Sorry if I carried on too long; but, I think Phil's comments and guidance are gold and I wanted to support those thoughts.
Dave S
Kitfox 7 Trigear (Flying since 2009)
912ULS Warp Drive
St Paul, MN
Thanks Dave,
I learned a lot of this in my 35 years working as an A&P and from my avionics co-workers. We are doing lots of upgrades (where I work) from steam gages to digital panels. Most of the places we fly our aircraft are by the oceans and in the jungles all over the world . . . the worst case scenario for avionics and wiring.
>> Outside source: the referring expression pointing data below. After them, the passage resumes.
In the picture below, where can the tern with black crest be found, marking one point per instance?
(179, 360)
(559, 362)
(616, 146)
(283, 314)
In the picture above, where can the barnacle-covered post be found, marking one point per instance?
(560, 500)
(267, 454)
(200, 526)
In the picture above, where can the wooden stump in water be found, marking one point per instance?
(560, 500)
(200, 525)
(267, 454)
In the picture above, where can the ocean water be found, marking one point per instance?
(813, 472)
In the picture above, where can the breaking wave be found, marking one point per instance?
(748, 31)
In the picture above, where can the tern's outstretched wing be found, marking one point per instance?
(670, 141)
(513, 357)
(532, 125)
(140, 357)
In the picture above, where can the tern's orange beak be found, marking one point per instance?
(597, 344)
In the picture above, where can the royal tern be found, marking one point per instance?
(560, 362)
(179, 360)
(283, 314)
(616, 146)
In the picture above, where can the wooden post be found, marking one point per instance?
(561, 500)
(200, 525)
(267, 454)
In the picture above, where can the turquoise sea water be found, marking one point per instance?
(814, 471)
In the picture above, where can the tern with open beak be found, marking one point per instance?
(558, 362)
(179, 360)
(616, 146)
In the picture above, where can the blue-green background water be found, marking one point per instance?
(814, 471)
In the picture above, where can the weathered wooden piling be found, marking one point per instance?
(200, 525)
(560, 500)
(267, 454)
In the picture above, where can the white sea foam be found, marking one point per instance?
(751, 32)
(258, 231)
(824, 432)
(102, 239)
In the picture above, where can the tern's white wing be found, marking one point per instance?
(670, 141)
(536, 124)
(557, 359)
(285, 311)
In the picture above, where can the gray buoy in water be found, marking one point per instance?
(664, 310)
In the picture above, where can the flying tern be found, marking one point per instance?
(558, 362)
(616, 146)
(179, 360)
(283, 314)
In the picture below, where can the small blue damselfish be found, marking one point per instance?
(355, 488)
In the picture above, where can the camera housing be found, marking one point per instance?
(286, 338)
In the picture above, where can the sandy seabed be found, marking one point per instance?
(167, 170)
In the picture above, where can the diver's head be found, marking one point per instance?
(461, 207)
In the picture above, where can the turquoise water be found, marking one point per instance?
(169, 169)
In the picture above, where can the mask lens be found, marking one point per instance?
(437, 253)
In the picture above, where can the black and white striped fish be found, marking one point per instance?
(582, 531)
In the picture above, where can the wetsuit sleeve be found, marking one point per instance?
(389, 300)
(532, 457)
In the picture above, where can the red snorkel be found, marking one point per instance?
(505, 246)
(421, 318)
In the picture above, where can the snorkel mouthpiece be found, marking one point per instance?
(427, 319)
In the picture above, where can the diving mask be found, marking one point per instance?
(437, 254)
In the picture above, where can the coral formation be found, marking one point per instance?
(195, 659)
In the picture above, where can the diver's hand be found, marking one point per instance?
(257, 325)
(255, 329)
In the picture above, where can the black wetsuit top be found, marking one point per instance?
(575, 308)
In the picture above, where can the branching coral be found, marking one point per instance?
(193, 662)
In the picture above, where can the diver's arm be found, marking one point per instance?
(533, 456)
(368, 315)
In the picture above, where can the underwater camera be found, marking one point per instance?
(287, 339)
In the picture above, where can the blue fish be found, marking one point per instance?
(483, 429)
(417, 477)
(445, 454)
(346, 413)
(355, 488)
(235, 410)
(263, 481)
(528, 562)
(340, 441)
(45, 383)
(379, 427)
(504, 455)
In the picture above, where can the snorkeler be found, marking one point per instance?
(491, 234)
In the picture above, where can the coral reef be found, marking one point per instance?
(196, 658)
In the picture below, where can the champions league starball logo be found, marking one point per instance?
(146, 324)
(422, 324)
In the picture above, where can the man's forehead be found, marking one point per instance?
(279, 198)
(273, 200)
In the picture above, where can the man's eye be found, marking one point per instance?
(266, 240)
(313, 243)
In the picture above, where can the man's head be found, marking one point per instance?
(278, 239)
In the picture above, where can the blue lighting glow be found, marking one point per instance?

That is so true that modern avionics use lots of little wires carrying signals that have zero tolerance for corrosion and bad connections. Build it well now and you will not have to deal with many problems down the road. Troubleshooting electrical problems, especially avionics is one of the most challenging & frustrating things you will ever do.
Phil Nelson
A&P-IA, Maintenance Instructor
KF 5 Outback, Cont. IO-240
Flying since 2016
Regarding wiring installation and grounding for Aeroled wingtip lights, I followed EXACTLY the Aeroled wiring instructions and grounding. I was encouraged to do this by John McB back in 2013 (that's what they did on the SLSA's) and everything has worked perfectly.
Jim Ott
Portland, OR
Kitfox SS7 flying
Rotax 912ULS
Thanks Jim, for the encouraging words about following AeroLed instructions. Thats what I had planned on doing since I dont understand most of this electircal crud but I can follow instructions.
Eddie
possibly dumb question here but I’m just getting to the landing and recognition lights on our series 7 and I noticed that some people have run four different wires through the wings. I have run two wires through that each have four wires inside of them. I know I’m not explaining this very well, but they go to the wigwag recognition lights and micro sun landing lights. Is that correct?